National employment figures show a growing number of Australians are doing regular graveyard and evening shifts - working when most of us are tucked up in bed snoozing.
In 2012 there were about 1.5 million people working some kind of shift-work as part of their main occupation and this grew to 1.7 million by 2015.
According to the Australian Bureau of Statistics, 204,000 Australians regularly worked night and evening shifts that year.
Canberra Hospital's lead physician in sleep medicine, Dr Carol Huang, said there was no doubt from medical literature that shift work was detrimental to people's health.
"Shift workers are much more likely to be tired, both on and off the job, and that has some potential risks associated with it," she said.
Research published in the British Medical Journal shows a link between shift work and occupational accidents and injuries, type 2 diabetes, weight gain, coronary heart disease, depression, stroke and cancer.
Dr Huang said in an ideal world night shift workers would sleep right up until their shift started and reduce their exposure to light as they returned home to rest again.
While that's not always feasible she said there were steps to take to minimise the toll it took on your body.
"People need to allow enough time for sleep," she said. "Getting up and going to bed at the same time is helpful, a constant shift pattern is helpful."
She urged people to improve their sleep environment by controlling for noise, temperature and distractions.
Watching what you eat was also vital.
"We know that people who have shorter sleep duration tend to consume more calories and that may be one of those reasons why these people are more prone to weight gain and obesity," she said.
ACT Health offer psychology of sleep workshops to all employees and touch on topics such as improving sleep, managing fatigue or insomnia and sleep health for shift work.

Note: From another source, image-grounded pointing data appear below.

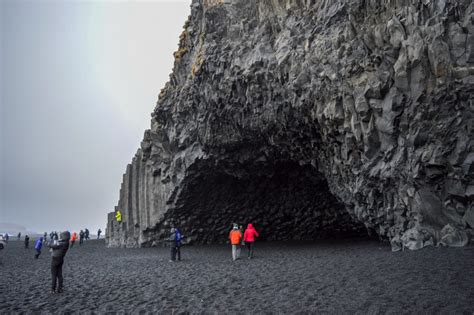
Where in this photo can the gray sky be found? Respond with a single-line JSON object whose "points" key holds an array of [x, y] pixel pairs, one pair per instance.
{"points": [[78, 83]]}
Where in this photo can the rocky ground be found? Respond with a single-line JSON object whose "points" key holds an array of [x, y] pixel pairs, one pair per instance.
{"points": [[349, 276]]}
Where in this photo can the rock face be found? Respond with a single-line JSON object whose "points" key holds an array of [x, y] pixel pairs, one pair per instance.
{"points": [[311, 118]]}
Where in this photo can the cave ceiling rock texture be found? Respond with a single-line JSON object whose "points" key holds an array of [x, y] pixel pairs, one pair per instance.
{"points": [[311, 118]]}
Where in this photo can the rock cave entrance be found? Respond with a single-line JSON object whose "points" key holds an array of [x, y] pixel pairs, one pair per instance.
{"points": [[284, 201]]}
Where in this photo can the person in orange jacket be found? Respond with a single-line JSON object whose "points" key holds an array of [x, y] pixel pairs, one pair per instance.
{"points": [[235, 237], [73, 239], [250, 235]]}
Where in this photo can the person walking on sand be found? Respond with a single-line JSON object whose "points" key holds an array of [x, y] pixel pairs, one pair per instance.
{"points": [[27, 241], [59, 249], [73, 239], [38, 246], [81, 237], [175, 239], [235, 237], [249, 238]]}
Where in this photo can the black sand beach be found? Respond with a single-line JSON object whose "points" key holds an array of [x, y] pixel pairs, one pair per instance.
{"points": [[351, 276]]}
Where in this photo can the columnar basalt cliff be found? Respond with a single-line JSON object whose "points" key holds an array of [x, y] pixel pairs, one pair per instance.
{"points": [[311, 118]]}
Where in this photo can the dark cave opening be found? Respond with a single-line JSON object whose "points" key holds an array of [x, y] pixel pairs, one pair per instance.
{"points": [[284, 201]]}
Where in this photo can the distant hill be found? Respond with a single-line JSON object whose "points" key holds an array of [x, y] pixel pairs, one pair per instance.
{"points": [[13, 229]]}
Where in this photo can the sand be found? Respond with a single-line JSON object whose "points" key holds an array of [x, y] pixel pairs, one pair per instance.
{"points": [[350, 276]]}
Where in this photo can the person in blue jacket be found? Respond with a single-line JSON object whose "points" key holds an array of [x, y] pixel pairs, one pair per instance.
{"points": [[38, 246]]}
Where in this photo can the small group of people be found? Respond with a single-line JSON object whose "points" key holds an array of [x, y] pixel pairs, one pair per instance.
{"points": [[239, 238]]}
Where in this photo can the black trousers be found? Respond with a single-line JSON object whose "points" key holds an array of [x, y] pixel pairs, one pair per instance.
{"points": [[249, 248], [175, 251], [57, 272]]}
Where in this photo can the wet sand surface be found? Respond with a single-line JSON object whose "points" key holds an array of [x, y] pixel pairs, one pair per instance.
{"points": [[350, 276]]}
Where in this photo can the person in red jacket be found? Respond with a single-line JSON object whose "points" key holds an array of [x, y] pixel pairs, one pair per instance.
{"points": [[73, 239], [235, 237], [250, 235]]}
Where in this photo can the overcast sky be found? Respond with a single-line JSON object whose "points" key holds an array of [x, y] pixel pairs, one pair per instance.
{"points": [[78, 83]]}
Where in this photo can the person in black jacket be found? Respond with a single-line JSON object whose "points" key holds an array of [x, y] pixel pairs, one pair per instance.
{"points": [[59, 249], [27, 241]]}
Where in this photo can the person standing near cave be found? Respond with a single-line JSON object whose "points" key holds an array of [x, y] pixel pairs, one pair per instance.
{"points": [[235, 237], [27, 241], [59, 249], [73, 239], [175, 240], [81, 237], [250, 236], [38, 246], [86, 234]]}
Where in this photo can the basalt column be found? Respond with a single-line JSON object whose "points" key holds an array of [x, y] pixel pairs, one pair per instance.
{"points": [[311, 118]]}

A directorate spokeswoman said staff rostered on night shift were given prior notice to adequately prepare.
"The amount of notice given for night shifts, and the length of breaks required between the completion of a night shift and the start of a morning shift, is stipulated by the each profession's industrial agreement," she said.

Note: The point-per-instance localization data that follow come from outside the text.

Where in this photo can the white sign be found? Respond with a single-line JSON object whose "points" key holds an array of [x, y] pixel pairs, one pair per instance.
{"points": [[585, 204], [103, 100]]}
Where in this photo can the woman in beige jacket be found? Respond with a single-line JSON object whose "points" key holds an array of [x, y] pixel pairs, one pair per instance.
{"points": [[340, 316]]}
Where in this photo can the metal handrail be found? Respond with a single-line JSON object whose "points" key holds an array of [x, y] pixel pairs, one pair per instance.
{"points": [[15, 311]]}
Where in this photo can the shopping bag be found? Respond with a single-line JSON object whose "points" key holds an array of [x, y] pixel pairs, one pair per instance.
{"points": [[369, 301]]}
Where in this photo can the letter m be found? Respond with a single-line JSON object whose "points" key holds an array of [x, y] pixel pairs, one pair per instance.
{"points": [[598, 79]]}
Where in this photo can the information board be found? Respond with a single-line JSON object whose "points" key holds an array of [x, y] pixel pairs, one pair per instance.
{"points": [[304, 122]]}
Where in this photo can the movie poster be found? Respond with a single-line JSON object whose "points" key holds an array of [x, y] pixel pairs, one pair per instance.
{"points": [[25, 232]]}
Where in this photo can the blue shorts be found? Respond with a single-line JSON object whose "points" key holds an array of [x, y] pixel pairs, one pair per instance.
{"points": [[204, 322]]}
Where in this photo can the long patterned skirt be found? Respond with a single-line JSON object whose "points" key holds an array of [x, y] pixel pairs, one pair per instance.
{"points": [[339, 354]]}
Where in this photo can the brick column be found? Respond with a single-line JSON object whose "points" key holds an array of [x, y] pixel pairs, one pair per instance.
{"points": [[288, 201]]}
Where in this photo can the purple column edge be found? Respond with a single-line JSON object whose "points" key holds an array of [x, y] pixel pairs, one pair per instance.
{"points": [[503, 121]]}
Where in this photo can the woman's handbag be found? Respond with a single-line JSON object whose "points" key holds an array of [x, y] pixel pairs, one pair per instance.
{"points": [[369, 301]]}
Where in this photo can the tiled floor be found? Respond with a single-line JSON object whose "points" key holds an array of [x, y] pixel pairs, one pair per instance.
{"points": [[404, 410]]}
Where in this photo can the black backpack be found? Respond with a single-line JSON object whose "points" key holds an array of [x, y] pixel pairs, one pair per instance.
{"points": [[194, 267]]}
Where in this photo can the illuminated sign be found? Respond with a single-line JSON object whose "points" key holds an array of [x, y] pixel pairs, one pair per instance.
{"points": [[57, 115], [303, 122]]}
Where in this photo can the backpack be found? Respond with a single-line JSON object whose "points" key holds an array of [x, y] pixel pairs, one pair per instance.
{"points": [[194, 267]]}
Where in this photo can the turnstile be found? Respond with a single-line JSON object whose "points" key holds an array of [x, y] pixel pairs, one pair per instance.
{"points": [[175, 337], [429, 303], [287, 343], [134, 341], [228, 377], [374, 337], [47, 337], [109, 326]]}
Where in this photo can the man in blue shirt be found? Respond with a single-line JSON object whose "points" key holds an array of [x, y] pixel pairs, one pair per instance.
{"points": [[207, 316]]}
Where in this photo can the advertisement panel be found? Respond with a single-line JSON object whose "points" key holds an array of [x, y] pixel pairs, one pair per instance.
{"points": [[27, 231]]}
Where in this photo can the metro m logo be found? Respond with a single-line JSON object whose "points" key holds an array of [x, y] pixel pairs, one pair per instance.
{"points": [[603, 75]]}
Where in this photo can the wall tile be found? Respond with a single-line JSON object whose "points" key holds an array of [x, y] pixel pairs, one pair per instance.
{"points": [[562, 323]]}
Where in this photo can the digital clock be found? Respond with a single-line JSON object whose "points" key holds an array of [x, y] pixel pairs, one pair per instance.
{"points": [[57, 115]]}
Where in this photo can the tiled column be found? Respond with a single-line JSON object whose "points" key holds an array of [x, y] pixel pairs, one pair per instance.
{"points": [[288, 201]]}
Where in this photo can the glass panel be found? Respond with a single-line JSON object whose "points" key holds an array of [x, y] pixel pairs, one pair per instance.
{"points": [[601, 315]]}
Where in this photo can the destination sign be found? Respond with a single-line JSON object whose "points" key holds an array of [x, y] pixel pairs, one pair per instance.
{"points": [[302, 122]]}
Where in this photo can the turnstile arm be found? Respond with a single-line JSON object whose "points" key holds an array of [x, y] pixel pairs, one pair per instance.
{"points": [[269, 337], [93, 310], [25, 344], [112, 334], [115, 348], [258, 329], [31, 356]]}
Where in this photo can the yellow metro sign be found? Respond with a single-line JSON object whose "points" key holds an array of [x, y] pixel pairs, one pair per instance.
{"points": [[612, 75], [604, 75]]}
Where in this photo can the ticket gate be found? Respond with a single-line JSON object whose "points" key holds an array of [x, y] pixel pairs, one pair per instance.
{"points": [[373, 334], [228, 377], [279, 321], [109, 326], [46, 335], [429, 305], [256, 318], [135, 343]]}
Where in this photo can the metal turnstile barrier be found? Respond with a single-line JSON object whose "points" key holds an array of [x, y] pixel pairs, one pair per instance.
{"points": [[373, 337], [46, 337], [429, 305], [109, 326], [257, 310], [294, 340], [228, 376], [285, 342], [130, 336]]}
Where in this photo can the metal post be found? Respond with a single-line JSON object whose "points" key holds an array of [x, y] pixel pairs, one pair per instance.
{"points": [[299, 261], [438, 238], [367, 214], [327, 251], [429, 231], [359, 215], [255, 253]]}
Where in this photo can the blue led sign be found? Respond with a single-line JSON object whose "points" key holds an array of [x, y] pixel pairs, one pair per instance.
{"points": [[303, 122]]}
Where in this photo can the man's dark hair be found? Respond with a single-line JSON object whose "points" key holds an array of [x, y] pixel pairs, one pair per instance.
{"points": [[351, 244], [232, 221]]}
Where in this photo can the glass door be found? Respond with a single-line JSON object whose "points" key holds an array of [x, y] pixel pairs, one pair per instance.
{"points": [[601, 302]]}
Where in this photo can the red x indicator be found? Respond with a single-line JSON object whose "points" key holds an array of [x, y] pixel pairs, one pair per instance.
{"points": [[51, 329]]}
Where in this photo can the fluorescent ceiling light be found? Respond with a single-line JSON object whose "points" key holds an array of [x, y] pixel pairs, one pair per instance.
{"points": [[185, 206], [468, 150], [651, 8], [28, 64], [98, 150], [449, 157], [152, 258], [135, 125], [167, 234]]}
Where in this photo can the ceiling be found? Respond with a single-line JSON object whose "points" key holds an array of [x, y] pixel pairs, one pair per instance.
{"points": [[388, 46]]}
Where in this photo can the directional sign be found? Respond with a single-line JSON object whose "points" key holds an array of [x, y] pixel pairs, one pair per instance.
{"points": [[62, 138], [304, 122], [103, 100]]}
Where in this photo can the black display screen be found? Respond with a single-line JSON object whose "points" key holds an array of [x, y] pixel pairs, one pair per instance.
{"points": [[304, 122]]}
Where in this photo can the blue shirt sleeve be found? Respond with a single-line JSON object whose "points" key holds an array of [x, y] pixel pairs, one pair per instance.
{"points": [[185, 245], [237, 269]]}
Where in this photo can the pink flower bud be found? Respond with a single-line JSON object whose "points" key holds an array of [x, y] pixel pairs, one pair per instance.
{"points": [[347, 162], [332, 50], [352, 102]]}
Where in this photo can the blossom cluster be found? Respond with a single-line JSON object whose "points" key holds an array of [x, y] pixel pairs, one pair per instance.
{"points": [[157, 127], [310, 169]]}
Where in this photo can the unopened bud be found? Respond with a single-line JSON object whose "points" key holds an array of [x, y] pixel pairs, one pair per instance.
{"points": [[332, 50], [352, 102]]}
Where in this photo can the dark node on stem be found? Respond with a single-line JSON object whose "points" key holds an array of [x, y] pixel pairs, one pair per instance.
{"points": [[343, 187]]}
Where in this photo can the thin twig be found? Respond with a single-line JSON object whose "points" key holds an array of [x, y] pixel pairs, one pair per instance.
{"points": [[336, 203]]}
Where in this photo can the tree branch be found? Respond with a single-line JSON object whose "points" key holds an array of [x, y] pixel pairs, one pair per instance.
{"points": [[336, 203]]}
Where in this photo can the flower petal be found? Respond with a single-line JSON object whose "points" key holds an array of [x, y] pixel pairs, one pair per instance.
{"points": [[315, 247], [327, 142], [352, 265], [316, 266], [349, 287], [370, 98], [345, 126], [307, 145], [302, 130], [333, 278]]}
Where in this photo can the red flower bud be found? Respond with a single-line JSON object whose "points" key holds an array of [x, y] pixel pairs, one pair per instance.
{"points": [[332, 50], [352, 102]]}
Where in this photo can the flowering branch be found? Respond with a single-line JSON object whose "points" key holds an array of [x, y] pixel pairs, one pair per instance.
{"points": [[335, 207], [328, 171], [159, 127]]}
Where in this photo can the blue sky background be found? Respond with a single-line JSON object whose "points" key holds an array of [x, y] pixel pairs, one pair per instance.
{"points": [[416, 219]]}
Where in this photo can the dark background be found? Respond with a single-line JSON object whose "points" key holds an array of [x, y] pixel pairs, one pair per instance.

"On night shifts clinicians are entitled to meal and rest breaks, and are encouraged to eat food that will sustain their energy and actively stay hydrated to minimise fatigue."
In 2014 a Safe2Sleep program was launched at Canberra Hospital to minimise sleep disturbance for patients.
The hospital now provides free ear buds, eye masks, encourages patients to reduce screen time and assists in closing the curtains to reduce external light sources.
Devices called 'Yacker Trackers' are distributed on the wards to monitor overall noise level and alerts staff to be quieter if noise level has surpassed a set threshold.